目が合った。その音の主は完全に私に気づいた。すると一瞬にしてその場を立ち去ってしまった。明かりが無くて暗かったが、そいつの顔は見た。
何をしていたのかはよく分からない。まあいいや。関係ない。私は再びまどろみに身を任せた――。
――――――
「うわぁ! 何だこりゃ! 見ろ、タイチ!」
「おわ! こりゃ、何だか……さっきよりヒドくなってないか、トシカズ」
「う、うん。凄いね。徹底的」
足音がして、アイとマリアが上がってきた。
「ふぅ! さっぱりしたぁ~♪ あれぇ? みんなどうしたの? もうママ掃除終わったって言ってたよ……って、きゃあああああ!」
「わ! 何この散らかり方! 部屋中が滅茶苦茶になってる!」
マリアの言うとおりだった。
部屋に戻ってみると、棚からは本が引き抜かれ何冊床に落ちているし、ピンクのシーツはマットレスから外され、一部が引き裂かれたりしていた。
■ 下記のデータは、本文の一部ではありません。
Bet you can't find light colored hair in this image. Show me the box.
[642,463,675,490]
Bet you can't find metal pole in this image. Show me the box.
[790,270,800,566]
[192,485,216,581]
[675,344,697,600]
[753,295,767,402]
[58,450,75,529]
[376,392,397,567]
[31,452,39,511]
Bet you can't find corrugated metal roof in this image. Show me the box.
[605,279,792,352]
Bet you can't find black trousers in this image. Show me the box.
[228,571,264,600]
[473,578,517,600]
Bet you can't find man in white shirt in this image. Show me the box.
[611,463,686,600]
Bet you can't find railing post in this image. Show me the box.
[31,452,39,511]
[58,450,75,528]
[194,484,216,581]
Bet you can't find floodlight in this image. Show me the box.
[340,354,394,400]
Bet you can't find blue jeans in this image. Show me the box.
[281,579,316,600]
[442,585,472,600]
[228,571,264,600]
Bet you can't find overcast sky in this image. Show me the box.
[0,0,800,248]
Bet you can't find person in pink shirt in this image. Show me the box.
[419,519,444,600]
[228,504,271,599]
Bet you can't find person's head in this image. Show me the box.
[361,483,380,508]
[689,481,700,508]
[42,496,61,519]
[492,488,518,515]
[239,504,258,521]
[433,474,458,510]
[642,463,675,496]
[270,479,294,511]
掃除してくれたアイの母親は、子供たちの文具や教科書を綺麗に揃えてくれたのだろう。
しかし今は、誰のものか分からないぐらい滅茶苦茶になっていた。
「取り敢えず、みんなで手分けして片付けない? もうアイのお母さんにばかり迷惑かけられないよ」
マリアが混乱する場を仕切りだした。
「うぅ……クマのラッフィぃぃ……ポンピングラビットぉぉ……私のお気にのシーツぅぅ……」
マリアは自分の部屋を汚されたショックから立ち直れないアイの背中を、優しく擦ってあげた。
それを契機に、それぞれが片付けに動き出した。
四人もいれば進捗はとても早く、落ちた本が綺麗に並び、千切れたノートで真っ白だった床が、だんだんと本来のカーペットの色を取り戻していく。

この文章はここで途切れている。